E l’Europa mostra il suo volto a Lesbo quasi unicamente attraverso le divise dei militari di Frontex, che svolgono un servizio di sorveglianza che sembra avere nel mirino soprattutto le associazioni umanitarie, i cui membri vivono nella paura costante di provvedimenti cautelari. Avevo notato che, se in una taverna affollata entra un gruppo di militari, la conversazione dei ragazzi delle varie organizzazioni si ferma all’improvviso, si parla sottovoce, segno di un clima di censura, di timore, che ha un acro sapore di fascismo. I più temuti sono i militari croati. Anche la Croazia è Europa. La stessa Croazia censurata da Amnesty International per i comportamenti disumani verso i migranti che dal confine con la Bosnia cercano di penetrare verso il sogno europeo e, se riescono a bucare il confine, vengono picchiati, umiliati, privati persino delle scarpe, anche quando c’è la neve, e ricacciati indietro.

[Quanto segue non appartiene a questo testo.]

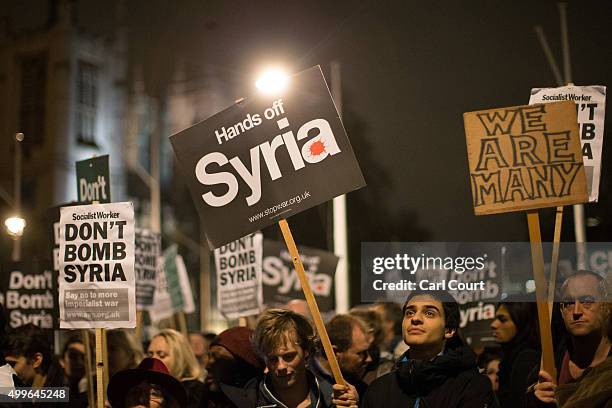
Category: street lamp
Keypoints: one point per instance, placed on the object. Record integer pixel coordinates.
(16, 224)
(272, 81)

C’è un luogo a Lesbo che parla come pochi di questa miseria umana, lo chiamano il cimitero dei giubbotti, una discarica in cui vengono buttati a mucchi i salvagente che le persone hanno indossato per la traversata. È una montagna di migliaia e migliaia di giubbotti arancioni e ognuno parla di una vita, di un viaggio, di una speranza. I salvagenti sono un bene necessario, anche in quei pochi chilometri di mare, per persone che in buona parte non sanno nuotare, avendo magari vissuto nelle montagne dell’Afghanistan, o della Siria, senza mai avere visto il mare. Mio figlio mi dice che sono salvagenti farlocchi, che non salverebbero nessuno in caso di necessità, anche se si sa che sono venduti a prezzi folli, estremo imbroglio a gente vessata da tutti e tutto. 

Il cimitero dei giubbotti copre una piccola valle, nel centro dell’isola, protetta a monte da un alto muro di cemento armato che la sovrasta, su cui qualcuno ha scritto a lettere cubitali shame on you Europe, vergognati Europa.